EU sources over the past two days said that talks on possible aid were under way and that Ireland was unlikely to hold out without assistance.
The European Union is keen for Ireland to accept aid, sources have said, to avert a Greek-style scenario where budget problems in one country plunge the entire euro zone into crisis.
Irish minister of enterprise, trade and innovation Batt O'Keeffe told national broadcaster RTE that Ireland was not like Greece in that it was funded until mid-2011 and that it was not discussing any bailout package with the European Union.
"No. It hasn't arisen. We have every confidence that we will be able to manage this economy," he said. "It's been a very hard-won sovereignty for this country and this government is not going to give over that sovereignty to anyone.
He added that the International Monetary Fund had stated it believed Ireland could manage on its own.
Germany, the EU's chief paymaster, said it was not exerting pressure on Ireland to accept aid.
EU sources said the range of aid under discussion was 45-90 billion euros ($63-123 billion), depending on whether Ireland needed support for its banking sector, driven into debt by the financial crisis and a property market crash.
Such aid, if it were needed, could come from an initial EU bailout mechanism or from the 440 billion euro European Financial Stability Facility (EFSF) set up after Greece was forced to seek help in May.

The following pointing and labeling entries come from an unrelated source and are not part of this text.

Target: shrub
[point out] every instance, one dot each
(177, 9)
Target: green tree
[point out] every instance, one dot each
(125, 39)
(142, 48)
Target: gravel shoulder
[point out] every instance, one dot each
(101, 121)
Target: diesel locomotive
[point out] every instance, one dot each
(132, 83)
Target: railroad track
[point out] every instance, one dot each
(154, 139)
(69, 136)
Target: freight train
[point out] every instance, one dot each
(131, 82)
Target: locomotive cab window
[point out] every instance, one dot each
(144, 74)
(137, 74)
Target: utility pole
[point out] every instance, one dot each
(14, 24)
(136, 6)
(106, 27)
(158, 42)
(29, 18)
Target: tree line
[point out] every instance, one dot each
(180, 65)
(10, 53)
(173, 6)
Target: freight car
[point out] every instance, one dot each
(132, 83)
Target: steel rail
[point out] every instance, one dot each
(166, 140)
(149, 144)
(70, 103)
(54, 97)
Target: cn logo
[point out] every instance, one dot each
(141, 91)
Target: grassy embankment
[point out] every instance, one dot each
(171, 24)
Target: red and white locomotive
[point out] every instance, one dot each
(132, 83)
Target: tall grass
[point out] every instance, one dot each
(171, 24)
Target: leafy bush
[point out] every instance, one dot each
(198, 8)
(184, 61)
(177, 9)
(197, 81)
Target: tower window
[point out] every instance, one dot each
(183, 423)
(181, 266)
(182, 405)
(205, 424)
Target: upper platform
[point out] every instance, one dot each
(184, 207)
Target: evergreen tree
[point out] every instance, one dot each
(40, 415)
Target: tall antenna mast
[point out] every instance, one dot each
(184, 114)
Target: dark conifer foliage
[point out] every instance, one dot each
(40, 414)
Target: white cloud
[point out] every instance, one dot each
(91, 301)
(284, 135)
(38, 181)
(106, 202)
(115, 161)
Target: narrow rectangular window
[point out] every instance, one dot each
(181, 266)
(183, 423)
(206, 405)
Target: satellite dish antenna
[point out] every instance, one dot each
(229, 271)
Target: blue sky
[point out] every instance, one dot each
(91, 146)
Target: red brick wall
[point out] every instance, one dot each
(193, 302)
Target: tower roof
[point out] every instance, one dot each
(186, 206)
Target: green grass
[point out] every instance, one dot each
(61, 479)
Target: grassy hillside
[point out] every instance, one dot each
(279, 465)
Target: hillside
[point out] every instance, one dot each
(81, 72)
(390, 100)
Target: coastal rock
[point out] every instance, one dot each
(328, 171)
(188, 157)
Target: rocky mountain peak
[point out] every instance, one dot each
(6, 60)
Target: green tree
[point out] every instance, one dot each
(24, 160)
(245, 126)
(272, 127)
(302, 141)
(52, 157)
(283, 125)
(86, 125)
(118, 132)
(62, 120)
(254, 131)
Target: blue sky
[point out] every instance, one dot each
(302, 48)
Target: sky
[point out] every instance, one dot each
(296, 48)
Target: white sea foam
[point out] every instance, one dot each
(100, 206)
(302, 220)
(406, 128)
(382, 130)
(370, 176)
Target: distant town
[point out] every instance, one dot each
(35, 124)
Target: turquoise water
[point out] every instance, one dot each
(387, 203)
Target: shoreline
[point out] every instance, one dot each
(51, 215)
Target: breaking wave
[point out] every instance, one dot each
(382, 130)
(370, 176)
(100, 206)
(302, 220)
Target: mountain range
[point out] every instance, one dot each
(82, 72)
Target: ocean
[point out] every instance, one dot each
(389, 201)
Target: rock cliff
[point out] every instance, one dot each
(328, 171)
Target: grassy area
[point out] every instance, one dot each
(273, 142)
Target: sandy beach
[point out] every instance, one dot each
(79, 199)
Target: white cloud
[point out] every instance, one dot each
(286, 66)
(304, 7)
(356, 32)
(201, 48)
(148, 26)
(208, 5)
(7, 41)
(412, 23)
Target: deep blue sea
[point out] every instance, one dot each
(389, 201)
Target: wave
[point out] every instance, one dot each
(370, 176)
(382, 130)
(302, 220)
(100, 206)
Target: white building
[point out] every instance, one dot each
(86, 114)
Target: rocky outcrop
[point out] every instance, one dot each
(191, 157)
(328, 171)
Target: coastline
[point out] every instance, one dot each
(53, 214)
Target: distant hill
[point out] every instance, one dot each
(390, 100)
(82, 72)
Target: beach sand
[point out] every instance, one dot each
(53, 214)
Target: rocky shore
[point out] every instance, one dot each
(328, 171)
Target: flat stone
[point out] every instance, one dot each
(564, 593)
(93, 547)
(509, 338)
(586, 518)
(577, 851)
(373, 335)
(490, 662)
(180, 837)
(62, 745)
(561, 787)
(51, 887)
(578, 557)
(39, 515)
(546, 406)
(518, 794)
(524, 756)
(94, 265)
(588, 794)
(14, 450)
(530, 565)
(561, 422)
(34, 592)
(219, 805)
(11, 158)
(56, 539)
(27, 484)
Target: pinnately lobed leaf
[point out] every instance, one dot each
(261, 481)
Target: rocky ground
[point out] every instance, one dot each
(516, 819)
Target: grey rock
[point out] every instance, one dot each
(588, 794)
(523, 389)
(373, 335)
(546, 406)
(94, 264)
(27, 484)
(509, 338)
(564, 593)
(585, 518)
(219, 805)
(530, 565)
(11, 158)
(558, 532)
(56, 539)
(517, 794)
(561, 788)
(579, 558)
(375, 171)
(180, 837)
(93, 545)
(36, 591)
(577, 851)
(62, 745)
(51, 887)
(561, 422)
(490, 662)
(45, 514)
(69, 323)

PORTUGAL STILL UNDER SCRUTINY
The source said Dublin was not keen on applying for emergency funding, but that it may not have a choice if it came under renewed attack in financial markets.
Ireland has blamed Germany for aggravating its woes by pushing the idea of asset value reductions or "haircuts" for private bondholders in a future rescue mechanism from 2013 which sent spreads wider on bonds of euro zone peripheral nations.
German Chancellor Angela Merkel was quoted as saying at last week's G20 meeting that markets must understand that politicians cannot keep asking taxpayers to pay for losses incurred by investors when markets turn against them.
Ireland's borrowing costs shot to record highs in the past week on concerns about a deficit set to hit 32 percent of gross domestic product this year and worries private bondholders could be forced to take such "haircuts" on their holdings.
The focus on Ireland has not helped ease pressure elsewhere in the euro zone periphery.